Sarah Palin appartient, non seulement à cette catégorie de femmes, mais aussi à cette catégorie d'individus que je hais plus que tout au monde. Il n'y a rien de pire que les gens qui sont convaincus d'avoir raison, non parce que leurs idées leur semblent forgées au feu de la réflexion, mais parce qu'elles reposent une foi. Sarah Palin, je le sens, fait partie de ceux-là. Elle est de ces femmes dont la rigueur, la rigidité, l'intransigeance, l'intolérance encouragent et nourrissent celles des hommes.

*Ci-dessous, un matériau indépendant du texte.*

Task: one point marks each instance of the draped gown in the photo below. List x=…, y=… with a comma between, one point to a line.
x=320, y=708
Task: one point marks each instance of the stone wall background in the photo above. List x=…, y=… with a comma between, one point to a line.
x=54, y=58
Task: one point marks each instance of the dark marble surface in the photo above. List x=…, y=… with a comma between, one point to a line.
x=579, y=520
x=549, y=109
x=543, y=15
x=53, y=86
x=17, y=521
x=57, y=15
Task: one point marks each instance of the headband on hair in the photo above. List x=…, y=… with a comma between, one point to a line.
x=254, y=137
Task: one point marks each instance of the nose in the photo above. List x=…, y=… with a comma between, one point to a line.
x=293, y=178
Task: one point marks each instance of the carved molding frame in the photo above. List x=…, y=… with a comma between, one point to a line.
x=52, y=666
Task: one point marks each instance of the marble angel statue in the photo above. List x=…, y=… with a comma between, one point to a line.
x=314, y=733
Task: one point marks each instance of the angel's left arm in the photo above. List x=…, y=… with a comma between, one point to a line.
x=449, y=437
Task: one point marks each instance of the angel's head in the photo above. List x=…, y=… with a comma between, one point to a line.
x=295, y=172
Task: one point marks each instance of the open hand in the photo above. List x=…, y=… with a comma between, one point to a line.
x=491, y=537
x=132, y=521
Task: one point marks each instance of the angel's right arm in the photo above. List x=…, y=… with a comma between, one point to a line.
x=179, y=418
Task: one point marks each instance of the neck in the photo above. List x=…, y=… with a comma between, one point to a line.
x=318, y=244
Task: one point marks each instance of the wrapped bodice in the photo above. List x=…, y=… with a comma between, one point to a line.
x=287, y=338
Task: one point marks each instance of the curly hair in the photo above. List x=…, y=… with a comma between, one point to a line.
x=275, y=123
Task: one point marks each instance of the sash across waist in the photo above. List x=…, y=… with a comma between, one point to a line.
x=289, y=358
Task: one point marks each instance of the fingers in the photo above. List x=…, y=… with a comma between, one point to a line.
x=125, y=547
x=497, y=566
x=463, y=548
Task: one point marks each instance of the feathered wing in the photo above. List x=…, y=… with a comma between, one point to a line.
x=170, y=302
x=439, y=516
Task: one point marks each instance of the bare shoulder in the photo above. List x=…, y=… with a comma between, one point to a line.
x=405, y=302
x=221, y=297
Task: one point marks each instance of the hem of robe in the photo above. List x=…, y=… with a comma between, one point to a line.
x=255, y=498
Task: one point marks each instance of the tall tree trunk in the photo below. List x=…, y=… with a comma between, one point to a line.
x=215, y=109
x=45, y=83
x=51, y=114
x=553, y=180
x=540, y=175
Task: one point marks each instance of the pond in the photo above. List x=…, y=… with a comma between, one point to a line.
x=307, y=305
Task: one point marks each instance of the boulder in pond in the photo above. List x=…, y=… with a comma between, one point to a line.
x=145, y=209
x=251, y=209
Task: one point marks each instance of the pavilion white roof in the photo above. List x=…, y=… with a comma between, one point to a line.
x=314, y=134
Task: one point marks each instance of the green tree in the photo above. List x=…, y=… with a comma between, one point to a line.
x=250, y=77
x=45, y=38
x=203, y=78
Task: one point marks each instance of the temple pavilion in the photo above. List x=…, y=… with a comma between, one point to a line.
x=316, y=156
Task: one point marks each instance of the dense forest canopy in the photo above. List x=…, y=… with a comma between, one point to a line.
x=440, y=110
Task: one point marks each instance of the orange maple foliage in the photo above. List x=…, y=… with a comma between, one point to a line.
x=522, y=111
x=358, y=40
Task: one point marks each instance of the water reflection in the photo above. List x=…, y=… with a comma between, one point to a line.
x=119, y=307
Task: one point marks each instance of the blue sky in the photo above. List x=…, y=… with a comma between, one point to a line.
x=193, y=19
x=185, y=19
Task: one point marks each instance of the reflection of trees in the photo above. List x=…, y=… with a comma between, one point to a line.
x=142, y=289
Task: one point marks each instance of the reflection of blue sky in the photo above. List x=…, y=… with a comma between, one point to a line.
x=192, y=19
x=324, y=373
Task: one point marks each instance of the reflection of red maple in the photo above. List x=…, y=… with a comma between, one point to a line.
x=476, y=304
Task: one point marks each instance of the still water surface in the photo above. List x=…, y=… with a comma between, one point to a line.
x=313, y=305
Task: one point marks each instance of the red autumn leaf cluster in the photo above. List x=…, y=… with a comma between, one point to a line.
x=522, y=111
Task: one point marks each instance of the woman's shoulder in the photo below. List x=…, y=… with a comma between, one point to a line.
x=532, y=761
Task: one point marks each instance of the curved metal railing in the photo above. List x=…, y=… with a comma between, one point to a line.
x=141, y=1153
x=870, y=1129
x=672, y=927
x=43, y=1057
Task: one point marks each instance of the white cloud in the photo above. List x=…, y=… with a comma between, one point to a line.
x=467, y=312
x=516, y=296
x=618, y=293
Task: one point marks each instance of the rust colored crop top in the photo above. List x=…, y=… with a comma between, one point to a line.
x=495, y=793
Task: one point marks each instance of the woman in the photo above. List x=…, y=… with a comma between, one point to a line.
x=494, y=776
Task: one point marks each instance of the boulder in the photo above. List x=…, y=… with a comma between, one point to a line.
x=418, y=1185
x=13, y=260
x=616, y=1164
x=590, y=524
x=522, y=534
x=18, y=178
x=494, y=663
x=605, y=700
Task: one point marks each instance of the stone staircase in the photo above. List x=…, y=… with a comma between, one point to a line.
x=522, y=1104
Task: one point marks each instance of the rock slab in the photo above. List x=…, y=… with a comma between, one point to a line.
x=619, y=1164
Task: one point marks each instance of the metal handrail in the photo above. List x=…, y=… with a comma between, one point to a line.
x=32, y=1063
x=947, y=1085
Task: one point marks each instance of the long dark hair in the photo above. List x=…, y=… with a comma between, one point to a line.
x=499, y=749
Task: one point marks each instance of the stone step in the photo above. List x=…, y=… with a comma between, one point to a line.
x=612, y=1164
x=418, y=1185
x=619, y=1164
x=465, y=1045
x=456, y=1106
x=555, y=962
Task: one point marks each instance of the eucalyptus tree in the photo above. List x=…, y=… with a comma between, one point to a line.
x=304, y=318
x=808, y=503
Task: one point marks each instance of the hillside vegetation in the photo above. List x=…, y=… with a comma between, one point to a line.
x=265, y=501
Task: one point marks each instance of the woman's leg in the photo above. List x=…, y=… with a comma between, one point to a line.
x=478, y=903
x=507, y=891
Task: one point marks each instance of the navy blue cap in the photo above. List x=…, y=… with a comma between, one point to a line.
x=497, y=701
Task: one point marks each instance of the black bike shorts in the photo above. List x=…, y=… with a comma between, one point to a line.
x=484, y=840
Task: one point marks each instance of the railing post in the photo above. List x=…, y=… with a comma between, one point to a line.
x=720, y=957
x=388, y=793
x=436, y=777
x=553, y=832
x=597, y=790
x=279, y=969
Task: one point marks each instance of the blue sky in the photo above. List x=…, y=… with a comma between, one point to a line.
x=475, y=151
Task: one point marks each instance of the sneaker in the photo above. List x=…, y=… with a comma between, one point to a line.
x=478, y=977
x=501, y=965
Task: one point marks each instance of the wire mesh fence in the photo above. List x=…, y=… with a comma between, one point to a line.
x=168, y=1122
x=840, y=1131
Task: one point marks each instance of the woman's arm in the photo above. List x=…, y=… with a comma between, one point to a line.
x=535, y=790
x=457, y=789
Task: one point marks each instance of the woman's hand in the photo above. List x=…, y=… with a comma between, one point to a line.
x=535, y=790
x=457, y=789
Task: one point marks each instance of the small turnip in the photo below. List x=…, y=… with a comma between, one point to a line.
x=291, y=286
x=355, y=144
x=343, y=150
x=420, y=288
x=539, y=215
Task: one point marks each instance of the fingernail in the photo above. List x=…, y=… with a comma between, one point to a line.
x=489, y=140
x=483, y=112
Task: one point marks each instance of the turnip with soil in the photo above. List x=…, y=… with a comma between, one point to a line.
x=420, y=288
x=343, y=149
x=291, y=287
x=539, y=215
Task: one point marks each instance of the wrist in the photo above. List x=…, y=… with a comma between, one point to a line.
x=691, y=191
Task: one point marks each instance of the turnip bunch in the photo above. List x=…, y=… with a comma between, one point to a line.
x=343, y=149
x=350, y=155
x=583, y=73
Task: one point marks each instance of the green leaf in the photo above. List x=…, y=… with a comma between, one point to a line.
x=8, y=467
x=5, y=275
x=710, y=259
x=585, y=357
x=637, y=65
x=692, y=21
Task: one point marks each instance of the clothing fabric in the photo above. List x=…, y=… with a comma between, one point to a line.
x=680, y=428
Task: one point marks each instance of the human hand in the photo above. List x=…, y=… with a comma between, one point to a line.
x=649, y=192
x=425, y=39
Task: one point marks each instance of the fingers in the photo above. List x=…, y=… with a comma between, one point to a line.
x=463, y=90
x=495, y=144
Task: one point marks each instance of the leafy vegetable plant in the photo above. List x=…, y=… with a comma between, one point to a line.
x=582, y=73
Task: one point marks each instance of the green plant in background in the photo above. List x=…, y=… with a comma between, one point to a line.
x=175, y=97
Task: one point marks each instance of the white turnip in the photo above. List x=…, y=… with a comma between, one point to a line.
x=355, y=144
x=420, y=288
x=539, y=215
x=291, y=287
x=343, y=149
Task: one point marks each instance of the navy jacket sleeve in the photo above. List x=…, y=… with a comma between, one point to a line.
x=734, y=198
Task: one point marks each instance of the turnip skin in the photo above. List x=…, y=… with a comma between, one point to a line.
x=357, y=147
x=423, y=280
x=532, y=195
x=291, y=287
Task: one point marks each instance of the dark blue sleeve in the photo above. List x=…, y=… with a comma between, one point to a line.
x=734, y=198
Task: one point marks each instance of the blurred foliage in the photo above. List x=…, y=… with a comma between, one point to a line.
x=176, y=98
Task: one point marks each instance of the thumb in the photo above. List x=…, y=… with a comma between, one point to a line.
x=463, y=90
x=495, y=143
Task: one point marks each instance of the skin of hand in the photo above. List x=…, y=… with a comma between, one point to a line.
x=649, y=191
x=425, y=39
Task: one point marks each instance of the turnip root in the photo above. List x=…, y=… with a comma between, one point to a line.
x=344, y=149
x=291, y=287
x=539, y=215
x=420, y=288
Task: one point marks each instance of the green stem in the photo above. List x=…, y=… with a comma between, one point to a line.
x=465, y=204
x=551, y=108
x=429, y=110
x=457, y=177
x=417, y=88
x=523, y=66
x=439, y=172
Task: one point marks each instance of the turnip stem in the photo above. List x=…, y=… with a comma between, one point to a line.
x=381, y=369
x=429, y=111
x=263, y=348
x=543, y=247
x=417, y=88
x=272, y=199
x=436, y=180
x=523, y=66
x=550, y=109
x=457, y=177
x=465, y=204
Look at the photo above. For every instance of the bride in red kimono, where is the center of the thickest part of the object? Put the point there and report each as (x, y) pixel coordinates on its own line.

Je plains plus les homophobes que je ne les déteste; je sais combien leur haine des homos est d'abord un problème de comportement envers les femmes, et rien dans leur haine ne leur permettra de résoudre ce problème; tout au plus les aide-t-elle à le supporter. Sarah Palin, elle, n'est pas homophobe, à ce que j'ai entendu dire. Elle affirme que l'homosexualité est un choix. Elle n'est pas la première à proférer ce genre d'ânerie (quand as-tu décidé de devenir hétérosexuelles, idiote ?). De toute façon, elle ne peut pas se permettre d'affirmer son rejet de la moindre catégorie d'individus. Mais ses positions sur l'avortement, sur les armes à feu, sur la guerre en Irak, sur la quasi totalité des problèmes présents prouvent à quel point elle est ancrée dans ses certitudes. Elle est, on le sent bien, de ces femmes qui ne supportent pas que les hommes flanchent et qui sont constamment derrière eux (il ne leur viendrait même pas à l'idée de vouloir se placer devant, ou à leurs côtés) pour les inciter à ne pas céder, à combattre, à repousser l'ennemi.

Cela peut donner des héroïnes en temps de guerre, mais en temps de paix, quand les raisons de se battre sont plus floues, là, elles peuvent carrément devenir des … (mettez ici le mot qui vous convient le mieux, celui qui me vient sous les doigts n'est pas publiable!).